Innovatives Supercomputing in Deutschland
inSiDE • Vol. 4 No. 1 • Spring 2006
current edition
archive
centers
events
download
about inSiDE
index  index prev  prev next  next

New Horizons for the Realistic Description of Materials with Strong Correlations

Electronic structure theory is the basis of modern technologies such as electronics and computing. Electronic properties of materials are determined by quantum mechanics. Thus, by solving the Schrödinger equation, we should be able to predict the properties of real materials, or even design new ones with superior qualities. Unfortunately, solving this equation is not easy at all. The essential complication comes from the inherent quantum many-body nature of the problem. As a result, a brute-force solution is impossible, except in the simplest cases. As an illustration let us consider a single atom of iron. Having 26 electrons, its wave function is a function of 26 times 3 coordinates. Neglecting spin, already an extremely crude representation of this function at merely 10 values of each variable would thus require storage of 1078 numbers. Even after reducing this number by exploiting symmetries, there is simply not enough matter available in our galaxy for building the required memory.

Given this example, electronic structure theory seems a hopeless enterprise. Nevertheless, it is a thriving discipline. This is largely due to density functional theory. In practice, this approach drastically simplifies the many-body problem by assuming that the electrons retain their individuality and experience the other electrons via a static mean field. In this picture electrons occupy states that extend over the whole crystal, forming the band structure of the material.

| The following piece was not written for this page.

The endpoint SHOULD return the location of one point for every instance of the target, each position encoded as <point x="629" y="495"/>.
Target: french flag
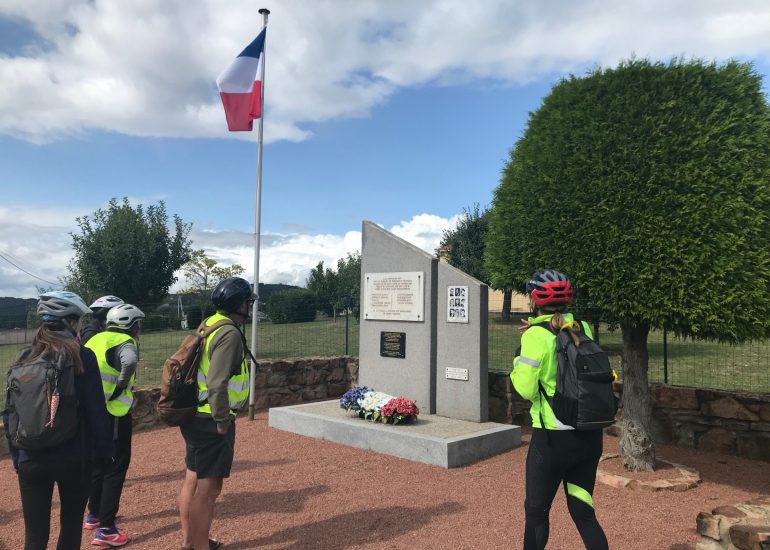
<point x="240" y="87"/>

For many important classes of materials a density functional description fails, however, even qualitatively. Striking effects like the breakdown of the Fermi-liquid picture at the Mott metal-insulator transition, heavy ­Fermion behavior, exotic one-dimensional Luttinger phases, or high-temperature superconductivity cannot be addressed by such a simple approach. All these materials are strongly correlated. This means that the repulsion between the electrons is so strong that the electrons lose their individuality, and the single-particle picture breaks down. Because of the strength of the interaction non-perturbative many-body techniques have to be used, so that powerful computers are essential for reliable calculations. And still, calculations are restricted to quite small model systems. This means that the full Hamiltonian of a crystal has to be approximated by a small lattice Hamiltonian, which describes only (few of) the strongly correlated electrons. All other electrons have to be included in the calculation in an average way.

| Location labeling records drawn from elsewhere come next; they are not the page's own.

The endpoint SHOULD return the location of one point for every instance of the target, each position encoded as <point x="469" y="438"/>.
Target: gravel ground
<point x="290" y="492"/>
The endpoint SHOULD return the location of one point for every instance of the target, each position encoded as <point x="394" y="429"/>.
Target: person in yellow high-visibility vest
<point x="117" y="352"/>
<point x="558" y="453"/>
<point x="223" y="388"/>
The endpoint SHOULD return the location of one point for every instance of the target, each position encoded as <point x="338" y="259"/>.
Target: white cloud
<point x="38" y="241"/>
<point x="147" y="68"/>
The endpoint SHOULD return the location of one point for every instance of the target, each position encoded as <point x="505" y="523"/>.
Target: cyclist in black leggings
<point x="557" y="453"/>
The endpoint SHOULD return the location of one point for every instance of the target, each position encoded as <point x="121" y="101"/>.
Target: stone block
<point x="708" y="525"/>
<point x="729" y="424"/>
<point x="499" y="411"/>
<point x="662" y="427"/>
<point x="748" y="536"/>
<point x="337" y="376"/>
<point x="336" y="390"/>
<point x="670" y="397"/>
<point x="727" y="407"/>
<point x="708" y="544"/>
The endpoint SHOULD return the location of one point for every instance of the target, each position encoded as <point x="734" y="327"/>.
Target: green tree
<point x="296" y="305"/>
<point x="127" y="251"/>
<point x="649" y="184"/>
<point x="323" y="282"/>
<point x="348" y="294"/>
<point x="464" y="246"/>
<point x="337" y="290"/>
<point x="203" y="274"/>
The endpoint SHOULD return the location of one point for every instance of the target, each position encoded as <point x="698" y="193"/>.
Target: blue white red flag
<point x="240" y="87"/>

The modern approach to solving the many-body problem is dynamical mean-field theory (DMFT). It reduces the lattice Hamiltonian to a correlated impurity embedded in a self-consistent dynamical medium, which mimics the other lattice sites. This approximation simplifies the problem significantly. Still, a complicated quantum impurity problem remains, which has to be solved, e.g., with quantum Monte Carlo (QMC) or the Lanczos method. With DMFT, it was possible, for the first time, to understand the physics of the Mott transition. In a Mott insulator the electronic band structure loses its meaning. Instead, physics becomes more local and it is more appropriate to think about the electrons as occupying atomic-like orbitals.


Figure 1:
Orbital ordering in the Mott insulator LaTiO3. The displayed Wannier orbitals are the occupied states in this system, as obtained from NMTO+DMFT calculations ­using quantum Monte Carlo

In this strongly correlated regime we find a number of fascinating ordering phenomena. Most well known is antiferromagnetism, where spins on neighboring lattice sites point in opposite directions. When there are many correlated orbitals, a similar ordered phase can exist: occupied orbitals on neighboring sites point in different directions, as illustrated in Figure1. This directionality can give rise to highly anisotropic transport properties. Coupling of spin and orbital degrees of freedom can make transport properties strongly dependent on magnetic fields. Such a mechanism is believed to be the basis of the colossal magneto-resistance effect (CMR). Like the giant magneto-resistance (GMR), this effect, once understood, holds the promise of, e.g., another vast increase in hard-disk capacity.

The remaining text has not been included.